A political scientist, Dr Seidu Alidu, has made a strong case for the 1992 Constitution to be holistically reviewed to reflect current democratic trends.
The changes, he argued, would also meet the needs and aspirations of the people.
“First of all, the Constitution is drafted to serve the needs of the people and address their challenges and aspirations,” he stated in an interview with the Daily Graphic yesterday.
Dr Alidu said considering the powers vested in the President of the Republic, it was important that the Constitution was reviewed to devolve more powers to the people.
He cited, for instance, the appointment of metropolitan, municipal and district chief executives (MMDCEs), the Inspector General of Police, the chairperson of the Electoral Commission and other public officers which should be taken away from the President.
According to him, the overwhelming powers of the President in appointing public officers needed to be reviewed.
Dr Alidu noted, for instance, that almost nine months into the administration of the President, MMDCEs had not been appointed because that power was vested in the President.
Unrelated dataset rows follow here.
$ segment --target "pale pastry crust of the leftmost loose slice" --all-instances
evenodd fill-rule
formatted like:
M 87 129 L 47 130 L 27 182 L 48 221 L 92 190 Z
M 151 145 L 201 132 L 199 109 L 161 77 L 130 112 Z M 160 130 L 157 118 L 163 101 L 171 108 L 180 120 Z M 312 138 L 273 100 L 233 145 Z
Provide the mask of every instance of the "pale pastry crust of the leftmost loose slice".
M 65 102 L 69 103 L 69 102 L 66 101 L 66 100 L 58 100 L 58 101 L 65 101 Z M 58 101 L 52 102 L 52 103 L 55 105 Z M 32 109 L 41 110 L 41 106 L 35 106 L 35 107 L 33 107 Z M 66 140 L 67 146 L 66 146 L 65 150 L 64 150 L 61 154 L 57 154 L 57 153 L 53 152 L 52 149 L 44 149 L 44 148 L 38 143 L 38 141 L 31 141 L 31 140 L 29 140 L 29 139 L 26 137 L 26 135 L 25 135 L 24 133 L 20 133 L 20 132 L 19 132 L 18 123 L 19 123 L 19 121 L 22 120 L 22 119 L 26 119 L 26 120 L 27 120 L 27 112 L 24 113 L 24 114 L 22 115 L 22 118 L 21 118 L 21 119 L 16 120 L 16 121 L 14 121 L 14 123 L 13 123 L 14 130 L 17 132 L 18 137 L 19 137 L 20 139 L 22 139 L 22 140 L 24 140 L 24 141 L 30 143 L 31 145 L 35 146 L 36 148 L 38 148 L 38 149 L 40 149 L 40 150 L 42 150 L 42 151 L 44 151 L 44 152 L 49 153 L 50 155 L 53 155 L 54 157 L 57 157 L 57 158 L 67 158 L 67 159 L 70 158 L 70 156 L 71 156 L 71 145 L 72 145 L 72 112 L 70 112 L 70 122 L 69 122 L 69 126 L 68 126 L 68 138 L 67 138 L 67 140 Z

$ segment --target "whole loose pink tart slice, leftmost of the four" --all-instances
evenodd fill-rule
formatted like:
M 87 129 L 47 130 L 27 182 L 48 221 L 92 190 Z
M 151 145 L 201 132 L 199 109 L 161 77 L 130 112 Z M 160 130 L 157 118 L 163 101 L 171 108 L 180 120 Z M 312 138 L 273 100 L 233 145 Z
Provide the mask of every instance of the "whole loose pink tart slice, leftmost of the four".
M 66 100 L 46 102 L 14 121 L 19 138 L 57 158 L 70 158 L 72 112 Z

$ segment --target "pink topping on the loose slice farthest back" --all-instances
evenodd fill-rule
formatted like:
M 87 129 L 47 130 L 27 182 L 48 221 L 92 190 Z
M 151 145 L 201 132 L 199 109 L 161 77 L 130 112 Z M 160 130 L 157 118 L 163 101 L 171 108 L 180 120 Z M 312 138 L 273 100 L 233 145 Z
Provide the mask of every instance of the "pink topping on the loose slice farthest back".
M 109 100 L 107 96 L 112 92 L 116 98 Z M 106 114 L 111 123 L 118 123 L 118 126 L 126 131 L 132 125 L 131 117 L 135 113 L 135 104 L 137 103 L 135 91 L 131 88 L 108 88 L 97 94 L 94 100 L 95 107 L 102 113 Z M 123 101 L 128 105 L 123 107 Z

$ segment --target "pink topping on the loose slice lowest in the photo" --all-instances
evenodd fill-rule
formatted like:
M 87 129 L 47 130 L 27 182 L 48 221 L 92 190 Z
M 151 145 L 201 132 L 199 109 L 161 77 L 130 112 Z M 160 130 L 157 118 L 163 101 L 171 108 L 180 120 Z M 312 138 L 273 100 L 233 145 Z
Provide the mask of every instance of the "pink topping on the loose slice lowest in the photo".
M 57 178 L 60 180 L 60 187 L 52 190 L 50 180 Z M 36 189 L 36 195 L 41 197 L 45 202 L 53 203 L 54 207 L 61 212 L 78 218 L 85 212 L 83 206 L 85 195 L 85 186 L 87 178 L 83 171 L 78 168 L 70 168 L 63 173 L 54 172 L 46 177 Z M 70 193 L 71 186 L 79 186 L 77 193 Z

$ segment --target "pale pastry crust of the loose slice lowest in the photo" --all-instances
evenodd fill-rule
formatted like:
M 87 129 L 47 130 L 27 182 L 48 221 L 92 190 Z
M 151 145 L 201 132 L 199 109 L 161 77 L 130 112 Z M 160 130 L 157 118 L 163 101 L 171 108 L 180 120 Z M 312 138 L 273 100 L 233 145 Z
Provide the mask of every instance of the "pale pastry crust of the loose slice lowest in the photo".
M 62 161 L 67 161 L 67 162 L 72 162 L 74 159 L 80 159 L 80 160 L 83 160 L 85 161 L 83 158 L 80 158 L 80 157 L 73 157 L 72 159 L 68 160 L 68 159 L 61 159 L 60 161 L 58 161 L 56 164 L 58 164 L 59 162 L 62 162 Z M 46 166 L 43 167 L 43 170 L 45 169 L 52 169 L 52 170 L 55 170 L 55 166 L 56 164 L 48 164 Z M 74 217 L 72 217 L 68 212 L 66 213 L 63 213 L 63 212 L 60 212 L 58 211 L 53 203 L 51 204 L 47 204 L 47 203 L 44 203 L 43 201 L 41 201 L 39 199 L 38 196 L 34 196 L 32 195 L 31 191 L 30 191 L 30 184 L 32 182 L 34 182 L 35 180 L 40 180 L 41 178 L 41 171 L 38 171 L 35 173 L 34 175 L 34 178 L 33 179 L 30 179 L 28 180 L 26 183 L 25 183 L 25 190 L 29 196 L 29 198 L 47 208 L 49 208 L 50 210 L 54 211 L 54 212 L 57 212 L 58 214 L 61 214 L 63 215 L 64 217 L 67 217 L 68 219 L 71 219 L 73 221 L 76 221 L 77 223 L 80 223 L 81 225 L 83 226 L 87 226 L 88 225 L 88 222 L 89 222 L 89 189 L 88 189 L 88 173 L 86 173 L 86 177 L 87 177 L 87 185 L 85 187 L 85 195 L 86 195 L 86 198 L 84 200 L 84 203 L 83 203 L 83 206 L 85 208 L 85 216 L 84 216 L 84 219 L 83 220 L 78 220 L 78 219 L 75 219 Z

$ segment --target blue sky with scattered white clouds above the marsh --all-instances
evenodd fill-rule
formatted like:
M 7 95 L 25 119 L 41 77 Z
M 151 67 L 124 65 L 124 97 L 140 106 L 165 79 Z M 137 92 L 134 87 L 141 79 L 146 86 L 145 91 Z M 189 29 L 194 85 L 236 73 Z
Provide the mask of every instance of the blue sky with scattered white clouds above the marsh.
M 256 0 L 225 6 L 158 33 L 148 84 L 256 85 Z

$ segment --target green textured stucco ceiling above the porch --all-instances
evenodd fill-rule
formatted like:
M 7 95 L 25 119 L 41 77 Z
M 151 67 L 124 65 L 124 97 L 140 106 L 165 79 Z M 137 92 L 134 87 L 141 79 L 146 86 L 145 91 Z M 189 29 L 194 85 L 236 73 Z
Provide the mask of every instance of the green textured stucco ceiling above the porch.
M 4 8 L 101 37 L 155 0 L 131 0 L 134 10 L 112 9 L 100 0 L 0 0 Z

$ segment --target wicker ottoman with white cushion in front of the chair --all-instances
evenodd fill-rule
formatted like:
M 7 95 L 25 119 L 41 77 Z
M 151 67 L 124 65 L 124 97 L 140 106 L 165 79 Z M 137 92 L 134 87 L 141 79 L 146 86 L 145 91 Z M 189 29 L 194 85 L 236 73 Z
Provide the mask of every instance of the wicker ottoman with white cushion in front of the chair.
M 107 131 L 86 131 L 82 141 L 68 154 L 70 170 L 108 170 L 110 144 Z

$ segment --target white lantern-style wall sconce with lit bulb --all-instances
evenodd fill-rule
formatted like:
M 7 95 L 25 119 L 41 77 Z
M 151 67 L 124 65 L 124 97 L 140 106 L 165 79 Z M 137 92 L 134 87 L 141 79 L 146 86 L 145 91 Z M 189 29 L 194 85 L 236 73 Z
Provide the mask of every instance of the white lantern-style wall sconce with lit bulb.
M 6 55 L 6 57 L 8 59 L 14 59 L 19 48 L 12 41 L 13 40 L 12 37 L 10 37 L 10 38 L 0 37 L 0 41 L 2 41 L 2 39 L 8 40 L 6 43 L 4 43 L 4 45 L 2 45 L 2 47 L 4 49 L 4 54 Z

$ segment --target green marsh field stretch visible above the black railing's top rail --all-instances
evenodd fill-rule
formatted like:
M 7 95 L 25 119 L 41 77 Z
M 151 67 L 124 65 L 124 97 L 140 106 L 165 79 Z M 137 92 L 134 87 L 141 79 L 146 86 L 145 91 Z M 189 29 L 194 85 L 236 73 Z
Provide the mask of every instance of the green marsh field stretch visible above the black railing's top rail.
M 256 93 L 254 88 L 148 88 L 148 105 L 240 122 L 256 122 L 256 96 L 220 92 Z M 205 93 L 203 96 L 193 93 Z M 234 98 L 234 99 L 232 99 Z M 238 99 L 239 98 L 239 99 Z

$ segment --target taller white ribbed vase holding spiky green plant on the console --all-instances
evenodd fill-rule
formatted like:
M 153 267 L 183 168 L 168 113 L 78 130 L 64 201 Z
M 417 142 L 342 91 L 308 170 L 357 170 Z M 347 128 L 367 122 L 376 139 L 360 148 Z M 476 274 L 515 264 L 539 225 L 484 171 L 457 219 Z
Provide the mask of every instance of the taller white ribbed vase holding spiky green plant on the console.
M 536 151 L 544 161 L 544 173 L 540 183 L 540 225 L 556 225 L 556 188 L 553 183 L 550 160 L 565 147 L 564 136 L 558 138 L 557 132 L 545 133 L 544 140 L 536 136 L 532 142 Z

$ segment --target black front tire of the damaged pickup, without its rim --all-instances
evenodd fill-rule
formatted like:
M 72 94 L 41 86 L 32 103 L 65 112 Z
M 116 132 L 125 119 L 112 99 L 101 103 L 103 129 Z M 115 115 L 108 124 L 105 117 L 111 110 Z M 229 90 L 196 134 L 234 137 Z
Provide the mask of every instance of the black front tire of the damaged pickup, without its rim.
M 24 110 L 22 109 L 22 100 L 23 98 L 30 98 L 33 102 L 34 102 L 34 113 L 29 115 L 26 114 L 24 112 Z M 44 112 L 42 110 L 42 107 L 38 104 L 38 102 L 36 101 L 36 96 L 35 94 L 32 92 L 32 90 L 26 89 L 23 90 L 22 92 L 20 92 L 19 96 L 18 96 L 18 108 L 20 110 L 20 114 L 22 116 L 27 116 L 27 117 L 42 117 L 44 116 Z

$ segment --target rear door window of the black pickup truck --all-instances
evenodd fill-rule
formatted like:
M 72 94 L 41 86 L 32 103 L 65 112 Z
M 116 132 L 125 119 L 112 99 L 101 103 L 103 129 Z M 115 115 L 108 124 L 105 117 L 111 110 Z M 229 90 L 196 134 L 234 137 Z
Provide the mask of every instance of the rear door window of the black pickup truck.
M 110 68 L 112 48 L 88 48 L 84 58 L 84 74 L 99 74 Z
He was of the view that if that power of appointment of MMDCEs was vested in the people, that problem would have been resolved by now.
He said when the 1992 Constitution was drafted, no provision was made for the use of biometrics in elections.
Dr Alidu said with the current changes to our electoral reforms, it was important that the requisite amendments were made to reflect the changing times.
There have been calls by political activists for a review of the 1992 Constitution to reflect the current democratic dispensation.
Some proponents are calling for a review to deal with the dichotomy between the Executive and the Legislative, where majority of ministers were expected to be nominated from Parliament, the emoluments and end of service benefits for Article 71 holders, the continuation of projects initiated by previous regimes as well as appointment of persons holding dual citizenship among other things.